Piłkarze Stali Stalowa Wola zremisowała w Poznaniu z Wartą 0:0. Ten punkt jest bardzo ważny dla Stalowców, gdyż ich sytuacja w tabeli jest bardzo trudna. Zielono-czarni zajmują ostatnie miejsce w ligowej tabeli z dorobkiem zaledwie 9 oczek. - Bardzo potrzebujemy punktów, które są nam potrzebne do utrzymania. Cieszymy się bardzo z tego wywalczonego oczka w Poznaniu. Do końca rundy zostały nam dwa mecze, które są przeniesione z rundy wiosennej. W tych dwóch pojedynkach będzie walczyć i musimy zdobyć w nich jeszcze jakieś punkty - powiedział w rozmowie z portalem SportoweFakty.pl pomocnik Stalówki Piotr Gilar.

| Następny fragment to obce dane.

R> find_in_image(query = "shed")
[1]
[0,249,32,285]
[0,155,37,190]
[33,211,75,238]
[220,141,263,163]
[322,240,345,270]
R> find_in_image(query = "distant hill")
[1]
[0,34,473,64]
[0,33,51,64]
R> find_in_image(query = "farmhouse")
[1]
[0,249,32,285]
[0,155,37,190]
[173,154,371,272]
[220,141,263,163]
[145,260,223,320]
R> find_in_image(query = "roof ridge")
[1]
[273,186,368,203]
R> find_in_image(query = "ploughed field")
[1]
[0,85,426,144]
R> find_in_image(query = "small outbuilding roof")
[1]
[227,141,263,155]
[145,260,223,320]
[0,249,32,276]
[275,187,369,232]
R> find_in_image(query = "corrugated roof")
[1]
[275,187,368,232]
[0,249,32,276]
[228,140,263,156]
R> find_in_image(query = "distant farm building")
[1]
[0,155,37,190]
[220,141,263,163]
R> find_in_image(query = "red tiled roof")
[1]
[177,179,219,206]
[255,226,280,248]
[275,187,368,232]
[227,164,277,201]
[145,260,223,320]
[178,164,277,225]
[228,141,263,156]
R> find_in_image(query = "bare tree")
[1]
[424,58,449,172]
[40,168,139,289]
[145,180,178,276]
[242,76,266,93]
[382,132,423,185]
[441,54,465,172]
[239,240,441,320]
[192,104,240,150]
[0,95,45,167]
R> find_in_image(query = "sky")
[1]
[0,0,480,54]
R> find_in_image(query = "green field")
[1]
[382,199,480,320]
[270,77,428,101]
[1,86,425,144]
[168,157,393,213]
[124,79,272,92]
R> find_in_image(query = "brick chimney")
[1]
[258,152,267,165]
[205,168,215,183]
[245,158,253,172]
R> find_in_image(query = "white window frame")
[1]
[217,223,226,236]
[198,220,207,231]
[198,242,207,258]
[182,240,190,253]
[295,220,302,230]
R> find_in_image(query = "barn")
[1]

W 31. minucie spotkania 18-latek ze Stalowej Woli miał wyśmienita okazję na zdobycie gola dla Stali. W ostatniej chwili został jednak powstrzymany przez graczy Warty, mimo że bramka była już pusta. - Paweł Wasilewski uderzał na bramkę. Ja zamykałem akcje i byłem pewien, że bramkarz Warty nie dotknie futbolówki, a ja tylko dostawie nogę i zdobędę bramkę. Za szybko jednak wbiegłem, a golkiperowi Zielonych piłka przeszła jednak po rękach. Przez to miałem ją za plecami i musiałem się odwrócić. Próbowałem jeszcze uderzyć, ale uprzedzili mnie obrońcy gospodarzy i nie udało nam się zdobyć gola - dodał Gilar.
W zdobycie jednego oczka Stalowcom pomógł bramkarz, Tomasz Wietecha. Popularny Balon wybronił dwie 100 proc. sytuacje, a w kilku innych również zachowywał się w bramce bardzo dobrze. To głównie dzięki postawie golkipera zielono-czarni mogą cieszyć się z jednego punktu. - Tomek rozegrał bardzo dobre zawody. Wybronił nam dużo sytuacji, które miała Warta. Cieszymy się bardzo z tego, że nam bardzo pomógł - kontynuuje pomocnik Stali.
Przed ekipą z hutniczego miasta kolejne dwa wyjazdy. Już w najbliższą sobotę Stalowcy udadzą się do Ząbek na potyczkę z miejscowym Dolcanem, który w tym sezonie spisuje się rewelacyjnie. Dolcan jest trzeci ze stratą tylko jednego oczka do zajmującej drugie miejsce Pogoni. Kolejny rywal Stalówki, łódzki Widzew, jest liderem i ma 7 punktów przewagi nad Dolcanem. Zdobycie jakiś oczek w tych dwóch konfrontacjach wydaje się być bardzo trudne. Zielono-czarni wierzą jednak w końcowy sukces. - Przed nami potyczki z Dolcanem i Widzewem. Gramy na wyjazdach, ale będziemy się starali przywieźć z nich jakąś zdobycz punktową. Liczy się każde oczko, gdyż nasza sytuacja w tabeli nie jest ciekawa, a chcemy się utrzymać w pierwszej lidze - stwierdził 18-latek.
Stal jest w dramatycznej sytuacji. Jedyny przedstawiciel Podkarpacia na zapleczu ekstraklasy zamyka ligową tabelę, a starta do zajmującego ostatnie bezpieczne miejsce Górnika Łęczna wynosi 9 punktów. Piłkarze ze Stalowej Woli są jednak dobrej myśli. - Cały czas wierzymy w utrzymanie i walczymy z całych sił o punkty w każdym ze spotkań - zakończył Piotr Gilar.